The assignments in this class are individual unless otherwise stated. For the individual assignments, all the codes need to be written by the student. If indicated in the assignment’s instruction, the use of external libraries for performing basic operations is allowed. However, using an outside source code is NOT permitted. Note that the use of large language models like ChatGPT is considered an outside source and is NOT allowed. Moreover, collaborating with other students on assignments beyond general discussions is NOT allowed. In general, looking at other students’ code and/or written answers is NOT allowed. Posting the code on publicly available websites (e.g., GitHub), even after the assignment deadline, is NOT allowed. If the students have any questions regarding this issue, they should contact the instructor. The students should not post their code online even after the deadline for the assignment has passed.

Schedule*

Date Topic Slides Reading Assignments
Jan 13 Introduction and Overview pptx Szeliski Ch. 1
Jan 15 Camera and Image Formation pptx Szeliski Ch. 2.2.3 HW 1 Out
Jan 17 Camera and Image Formation See Above Szeliski Ch. 2.2.3
Jan 20 MLK Day -- No Class
Jan 22 Camera and Image Formation Szeliski Ch. 2.2.3
Jan 24 Camera and Image Formation Szeliski Ch. 2.2.3
Jan 27 Color Szeliski Ch. 2.3.2
Jan 29 Color Szeliski Ch. 2.3.2 HW 1 Due
Jan 31 Color Szeliski Ch. 2.3.2
Feb 3 Sampling, Frequency, and Filtering Szeliski Ch. 3.2 & 3.4
Feb 5 Sampling, Frequency, and Filtering Szeliski Ch. 3.2 & 3.4
Feb 7 Sampling, Frequency, and Filtering Szeliski Ch. 3.2 & 3.4
Feb 10 Pyramids Szeliski Ch. 3.5
Feb 12 Pyramids Szeliski Ch. 3.5
Feb 14 Image Blending Szeliski Ch. 8.4.4
Feb 17 Image Blending Szeliski Ch. 8.4.4
Feb 19 Image Blending Szeliski Ch. 8.4.4
Feb 21 Point processing and Image Warping Szeliski Ch. 3.1 & 3.6
Feb 24 Point processing and Image Warping Szeliski Ch. 3.1 & 3.6
Feb 26 Point processing and Image Warping Szeliski Ch. 3.1 & 3.6
Feb 28 Homographies and Mosaics Szeliski Ch. 8.2
Mar 3 Automatic Image Alignment and RANSAC Szeliski Ch. 7.1 & 8.1
Mar 5 Automatic Image Alignment and RANSAC Szeliski Ch. 7.1 & 8.1
Mar 7 Stereo Szeliski Ch. 12.1 & 12.2
Mar 10 Spring Break -- No Class
Mar 12 Spring Break -- No Class
Mar 14 Spring Break -- No Class
Mar 17 Stereo Szeliski Ch. 12.1 & 12.2
Mar 19 Stereo Szeliski Ch. 12.1 & 12.2
Mar 21 Modeling Light and Light fields Szeliski Ch. 14.3
Mar 24 Midterm
Mar 26 SIGGRAPH Committee Meeting -- No Class
Mar 28 SIGGRAPH Committee Meeting -- No Class
Mar 31 Image Retargeting Avidan
Apr 2 Image Retargeting Avidan
Apr 4 Image Morphing Szeliski Ch. 3.6.2 & 3.6.3
Apr 7 Image Morphing Szeliski Ch. 3.6.2 & 3.6.3
Apr 9 HDR & Tonemapping Szeliski Ch. 10.2
Apr 11 HDR & Tonemapping Szeliski Ch. 10.2
Apr 14 HDR & Tonemapping Szeliski Ch. 10.2
Apr 16 Midterm Solution
Apr 18 Video Textures Schodl
Apr 21 Reading Day -- No Class
Apr 23 Texture Synthesis and Filling Szeliski Ch. 10.5
Apr 25 Image Analogies and Scene Completion Szeliski Ch. 10.5.1 & 10.5.2
Apr 28 Image Analogies and Scene Completion Szeliski Ch. 10.5.1 & 10.5.2
Apr 30 Reading Day -- No Class

*Schedule might change during the semester.

Acknowledgments

The slides in this class are heavily based on the slides from other instructors.

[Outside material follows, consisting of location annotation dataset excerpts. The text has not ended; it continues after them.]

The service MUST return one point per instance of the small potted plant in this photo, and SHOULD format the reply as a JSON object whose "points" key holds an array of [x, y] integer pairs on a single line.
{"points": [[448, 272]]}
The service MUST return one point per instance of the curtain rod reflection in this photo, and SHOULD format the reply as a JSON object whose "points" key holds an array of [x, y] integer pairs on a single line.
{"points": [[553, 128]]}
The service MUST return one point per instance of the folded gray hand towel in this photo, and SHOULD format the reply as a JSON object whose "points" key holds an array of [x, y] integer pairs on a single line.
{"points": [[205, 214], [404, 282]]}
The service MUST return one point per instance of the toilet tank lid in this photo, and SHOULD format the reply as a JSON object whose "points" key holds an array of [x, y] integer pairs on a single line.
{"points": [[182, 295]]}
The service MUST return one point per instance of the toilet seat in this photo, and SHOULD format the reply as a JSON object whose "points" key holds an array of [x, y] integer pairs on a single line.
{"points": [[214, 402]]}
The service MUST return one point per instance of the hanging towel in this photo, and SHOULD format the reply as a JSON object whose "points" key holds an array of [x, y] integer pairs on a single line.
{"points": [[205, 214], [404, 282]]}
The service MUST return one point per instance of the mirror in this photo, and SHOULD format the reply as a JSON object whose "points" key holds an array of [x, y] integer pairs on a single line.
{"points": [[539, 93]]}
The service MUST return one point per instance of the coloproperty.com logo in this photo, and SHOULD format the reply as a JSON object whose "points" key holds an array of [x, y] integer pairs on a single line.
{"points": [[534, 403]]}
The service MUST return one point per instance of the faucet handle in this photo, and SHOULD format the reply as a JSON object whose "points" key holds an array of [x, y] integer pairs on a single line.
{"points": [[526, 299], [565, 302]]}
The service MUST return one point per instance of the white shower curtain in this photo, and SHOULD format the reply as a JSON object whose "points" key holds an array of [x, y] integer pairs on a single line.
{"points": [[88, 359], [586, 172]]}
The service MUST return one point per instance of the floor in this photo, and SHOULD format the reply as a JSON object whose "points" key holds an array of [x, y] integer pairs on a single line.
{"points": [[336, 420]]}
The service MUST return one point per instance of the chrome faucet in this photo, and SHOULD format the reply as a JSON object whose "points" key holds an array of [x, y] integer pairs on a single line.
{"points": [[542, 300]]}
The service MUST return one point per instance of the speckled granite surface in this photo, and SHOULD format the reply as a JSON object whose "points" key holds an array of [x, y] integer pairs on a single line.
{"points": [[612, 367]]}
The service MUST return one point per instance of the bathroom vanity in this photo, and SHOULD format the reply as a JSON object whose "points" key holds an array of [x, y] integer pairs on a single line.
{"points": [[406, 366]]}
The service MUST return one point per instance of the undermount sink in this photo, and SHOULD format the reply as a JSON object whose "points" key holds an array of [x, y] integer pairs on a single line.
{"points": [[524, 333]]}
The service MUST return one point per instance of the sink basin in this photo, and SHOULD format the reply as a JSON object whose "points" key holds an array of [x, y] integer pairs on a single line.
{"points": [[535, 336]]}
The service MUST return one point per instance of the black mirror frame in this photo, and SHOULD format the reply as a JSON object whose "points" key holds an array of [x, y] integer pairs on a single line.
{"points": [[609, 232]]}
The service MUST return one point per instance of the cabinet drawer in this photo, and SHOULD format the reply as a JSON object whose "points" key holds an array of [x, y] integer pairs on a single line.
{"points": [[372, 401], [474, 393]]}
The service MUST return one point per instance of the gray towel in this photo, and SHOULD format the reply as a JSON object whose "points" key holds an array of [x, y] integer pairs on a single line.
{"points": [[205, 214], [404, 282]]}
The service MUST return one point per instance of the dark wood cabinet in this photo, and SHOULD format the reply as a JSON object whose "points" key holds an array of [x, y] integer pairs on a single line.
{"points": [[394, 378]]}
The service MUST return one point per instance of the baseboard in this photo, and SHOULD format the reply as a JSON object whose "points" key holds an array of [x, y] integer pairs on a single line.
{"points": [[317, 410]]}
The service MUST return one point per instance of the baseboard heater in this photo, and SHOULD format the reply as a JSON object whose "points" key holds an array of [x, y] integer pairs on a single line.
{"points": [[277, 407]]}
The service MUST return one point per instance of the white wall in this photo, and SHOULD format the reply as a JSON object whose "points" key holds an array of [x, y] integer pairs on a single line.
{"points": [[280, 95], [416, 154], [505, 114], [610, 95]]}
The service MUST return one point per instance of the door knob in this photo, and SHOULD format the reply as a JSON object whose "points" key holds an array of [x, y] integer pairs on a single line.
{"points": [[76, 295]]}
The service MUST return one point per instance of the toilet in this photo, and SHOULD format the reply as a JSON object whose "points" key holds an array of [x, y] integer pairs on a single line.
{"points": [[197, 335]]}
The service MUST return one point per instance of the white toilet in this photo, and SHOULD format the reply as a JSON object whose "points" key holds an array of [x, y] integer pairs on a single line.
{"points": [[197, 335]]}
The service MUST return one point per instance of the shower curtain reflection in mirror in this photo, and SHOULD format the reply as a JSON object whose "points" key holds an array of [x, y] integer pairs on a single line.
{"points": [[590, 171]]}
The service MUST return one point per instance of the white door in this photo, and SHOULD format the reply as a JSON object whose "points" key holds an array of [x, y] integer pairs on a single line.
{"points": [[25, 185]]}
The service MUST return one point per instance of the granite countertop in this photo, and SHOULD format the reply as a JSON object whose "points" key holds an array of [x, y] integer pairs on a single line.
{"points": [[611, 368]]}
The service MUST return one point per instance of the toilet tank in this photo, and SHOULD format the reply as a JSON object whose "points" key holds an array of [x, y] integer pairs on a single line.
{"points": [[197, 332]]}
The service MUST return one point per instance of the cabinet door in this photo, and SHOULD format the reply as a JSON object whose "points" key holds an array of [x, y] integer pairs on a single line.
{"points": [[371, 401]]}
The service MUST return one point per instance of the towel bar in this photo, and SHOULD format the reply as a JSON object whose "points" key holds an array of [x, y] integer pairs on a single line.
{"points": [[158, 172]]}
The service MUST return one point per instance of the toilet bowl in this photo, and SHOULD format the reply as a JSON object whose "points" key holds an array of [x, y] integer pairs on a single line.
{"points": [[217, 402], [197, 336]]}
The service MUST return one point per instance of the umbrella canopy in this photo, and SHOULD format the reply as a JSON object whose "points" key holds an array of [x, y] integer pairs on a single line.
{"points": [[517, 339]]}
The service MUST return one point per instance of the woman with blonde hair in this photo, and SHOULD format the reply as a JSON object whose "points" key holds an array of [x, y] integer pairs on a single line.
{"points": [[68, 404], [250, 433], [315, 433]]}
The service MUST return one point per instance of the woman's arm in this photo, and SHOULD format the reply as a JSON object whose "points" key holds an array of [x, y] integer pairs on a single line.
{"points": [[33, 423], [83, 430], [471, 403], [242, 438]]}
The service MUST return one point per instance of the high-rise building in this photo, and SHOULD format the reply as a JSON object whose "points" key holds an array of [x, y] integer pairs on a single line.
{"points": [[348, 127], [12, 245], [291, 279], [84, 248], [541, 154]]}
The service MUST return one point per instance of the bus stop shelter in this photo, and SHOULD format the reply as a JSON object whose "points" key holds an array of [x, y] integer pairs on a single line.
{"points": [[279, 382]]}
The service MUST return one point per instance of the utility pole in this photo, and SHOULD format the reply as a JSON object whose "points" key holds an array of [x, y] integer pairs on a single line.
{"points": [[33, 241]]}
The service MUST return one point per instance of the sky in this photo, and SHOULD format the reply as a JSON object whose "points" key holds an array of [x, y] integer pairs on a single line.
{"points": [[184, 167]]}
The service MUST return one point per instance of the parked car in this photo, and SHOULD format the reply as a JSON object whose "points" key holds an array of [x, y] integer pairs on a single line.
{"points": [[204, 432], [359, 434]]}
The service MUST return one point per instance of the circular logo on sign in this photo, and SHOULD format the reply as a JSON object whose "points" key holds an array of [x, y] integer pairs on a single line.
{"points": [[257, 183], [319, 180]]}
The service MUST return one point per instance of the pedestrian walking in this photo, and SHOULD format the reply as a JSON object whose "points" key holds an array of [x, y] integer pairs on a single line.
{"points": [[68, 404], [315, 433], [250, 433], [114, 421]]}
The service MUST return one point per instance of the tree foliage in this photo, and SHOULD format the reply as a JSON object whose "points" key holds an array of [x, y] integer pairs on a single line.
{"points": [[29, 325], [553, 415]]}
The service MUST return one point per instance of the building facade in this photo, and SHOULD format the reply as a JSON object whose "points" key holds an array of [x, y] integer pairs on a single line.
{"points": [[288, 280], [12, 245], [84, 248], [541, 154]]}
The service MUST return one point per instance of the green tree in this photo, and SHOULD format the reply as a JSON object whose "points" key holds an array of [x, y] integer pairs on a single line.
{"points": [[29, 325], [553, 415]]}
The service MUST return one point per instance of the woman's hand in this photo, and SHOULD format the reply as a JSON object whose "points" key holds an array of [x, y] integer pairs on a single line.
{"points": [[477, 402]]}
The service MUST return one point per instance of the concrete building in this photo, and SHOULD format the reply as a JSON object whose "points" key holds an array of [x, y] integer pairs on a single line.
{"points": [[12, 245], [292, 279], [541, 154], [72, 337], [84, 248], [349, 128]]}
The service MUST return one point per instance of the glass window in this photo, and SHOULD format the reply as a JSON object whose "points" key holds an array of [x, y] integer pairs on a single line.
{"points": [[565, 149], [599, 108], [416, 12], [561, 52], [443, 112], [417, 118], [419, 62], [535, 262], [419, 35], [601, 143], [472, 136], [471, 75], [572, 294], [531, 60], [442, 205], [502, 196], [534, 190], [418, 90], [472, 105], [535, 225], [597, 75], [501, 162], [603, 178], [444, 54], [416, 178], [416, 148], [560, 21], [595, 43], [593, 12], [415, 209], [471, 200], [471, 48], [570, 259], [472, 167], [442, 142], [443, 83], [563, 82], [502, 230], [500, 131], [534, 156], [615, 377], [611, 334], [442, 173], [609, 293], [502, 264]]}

Specifically, many slides are the exact or modified version of the slides by Alexei A. Efros, James Hays, and Rob Fergus, who in turn have used materials from Steve Seitz, Rick Szeliski, Paul Debevec, Stephen Palmer, Paul Heckbert, David Forsyth, Steve Marschner, Fredo Durand, Bill Freeman, and others, as noted in the slides. The instructor gives full permission to use these slides for academic and research purposes, but please maintain all the acknowledgments.